Au risque d’en amoindrir la complexité et l’originalité, trois composantes de sa pensée et de son action me paraissent devoir être soulignées. Anne Tronche ne s’affichait pas comme une militante, mais témoignait bien de cette charge utopique du présent. Elle savait ce qu’il en est d’être femme dans nos sociétés et voulut donner à voir et à comprendre ce que révélaient les œuvres, les combats, l’identité symbolique d’artistes aussi différentes que Gina Pane, Aurelie Nemours, Laura Lamiel ou Vassiliki Tsekoura. Cette connivence était une alliance et un engagement.
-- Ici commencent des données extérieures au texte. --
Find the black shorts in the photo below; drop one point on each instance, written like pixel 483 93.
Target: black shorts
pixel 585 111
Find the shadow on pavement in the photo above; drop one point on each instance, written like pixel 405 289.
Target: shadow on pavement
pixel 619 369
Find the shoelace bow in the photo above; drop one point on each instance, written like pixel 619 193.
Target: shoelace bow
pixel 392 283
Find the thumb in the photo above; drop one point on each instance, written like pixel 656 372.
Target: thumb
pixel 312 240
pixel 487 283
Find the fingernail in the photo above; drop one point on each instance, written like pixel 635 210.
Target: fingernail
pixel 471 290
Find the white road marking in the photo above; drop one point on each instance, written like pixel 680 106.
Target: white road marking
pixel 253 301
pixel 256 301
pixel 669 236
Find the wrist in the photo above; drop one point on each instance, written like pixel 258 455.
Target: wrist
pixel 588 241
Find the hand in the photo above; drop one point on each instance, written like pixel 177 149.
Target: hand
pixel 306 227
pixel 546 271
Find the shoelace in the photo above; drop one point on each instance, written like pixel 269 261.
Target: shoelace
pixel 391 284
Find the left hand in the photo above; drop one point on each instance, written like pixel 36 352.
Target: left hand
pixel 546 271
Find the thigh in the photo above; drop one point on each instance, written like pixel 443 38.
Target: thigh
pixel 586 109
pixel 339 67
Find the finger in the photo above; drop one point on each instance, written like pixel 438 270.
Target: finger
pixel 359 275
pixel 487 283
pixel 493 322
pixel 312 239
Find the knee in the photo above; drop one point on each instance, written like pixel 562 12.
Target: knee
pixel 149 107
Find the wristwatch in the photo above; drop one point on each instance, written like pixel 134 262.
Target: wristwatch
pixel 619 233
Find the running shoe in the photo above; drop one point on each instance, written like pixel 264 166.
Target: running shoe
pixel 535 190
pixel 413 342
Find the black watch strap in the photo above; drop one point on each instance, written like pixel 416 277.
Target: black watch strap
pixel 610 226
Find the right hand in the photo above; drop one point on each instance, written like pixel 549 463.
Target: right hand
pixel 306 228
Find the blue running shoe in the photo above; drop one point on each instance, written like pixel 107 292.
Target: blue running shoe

Elle a traversé les années soixante, décade glorieuse qui vit la fin des mouvements, et a reconnu les signes de l’époque dans la diversité de ses expressions, annonçant en filigrane la fin des grands récits. Mais sa longue fréquentation de la figuration narrative a laissé en elle un sourd Je me souviens renvoyant à mai 68 et à ses aubes exquises. Elle ne pouvait accepter l’occultation d’une partie vivante et fertile de la création artistique, située en Europe de l’Est. Aussi s’appliqua-t-elle dans des expositions dont elle était la commissaire, ou par ses écrits à faire connaître le groupe slovène Irwin, la création tchèque ou géorgienne.

Anne Tronche avait naturellement le souci de l’intérêt général et appelait, où qu’elle fut, Rue de Valois ou ailleurs dans des activités personnelles une grande politique culturelle publique. Elle récusait les imaginations de bureau ordonnant le quotidien selon des hiérarchies. L’autorité, son autorité venait au contraire de sa liberté et de son écoute. Elle ne recherchait pas la visibilité et la notoriété hors du champ de pensée et de travail. L’intimité, qu’elle ne séparait pas de la suite des heures et des jours, échappait à toute monstration. L’union avec Philippe Curval, son mari, écrivain et maître de la science-fiction, leur passion pour la Baie de Somme et ses paysages ; leur partage d’une ample culture ajoutant les affinités de chacun à leurs territoires communs littéraires, cinématographiques et musicaux s’ancrant du côté de Raymond Roussel et d’Artaud, du Surréalisme et de l’humour noir ; la présence auprès d’eux d’œuvres d’artistes aimés, formait un terrain de jeu vaste comme l’univers et une figure plurielle protégée. Elle participait d’un paysage plus large. Nous sommes constitués de l’ajout de nos passions, de nos rencontres, de nos réalisations et de la présence en elles de ceux qui ont nourri ce passage où nous sommes encore. On ne saurait dire Anne Tronche sans évoquer cette cartographie de rencontres faisant territoire et parcours ; cette constellation d’artistes dont elle connut les œuvres puis qu’elle découvrit en tant que personnes vues et revues, produisant une histoire de l’art de leur temps et une trame d’amitiés et de fidélités. Les citer tous n’est pas le lieu de ce texte trop court. Anne Tronche les a portés et célébrés. Kudo, Erró, Télémaque, Gina Pane, Aurelie Nemours, Pommereulle, Sanejouand, Raynaud, Martin Barré, Présence Panchounette, Irwin, Dado… la portent et la révèlent.

Lorsqu’elle préparait son livre sur L’Art des années 1960, chroniques d’une scène parisienne, Anne m’a souvent dit : « Je crains que ce soit une œuvre lacunaire ». Aujourd’hui le monde est lacunaire.

Le titre est une phrase de Gina Pane, citée par Anne Tronche.
1. Les citations entre guillemets sont d’Anne Tronche elle-même
2. Extrait d’un texte de 2013 pour « Platform » dans lequel Anne Tronche évoquait la naissance des FRAC et son engagement auprès d’eux.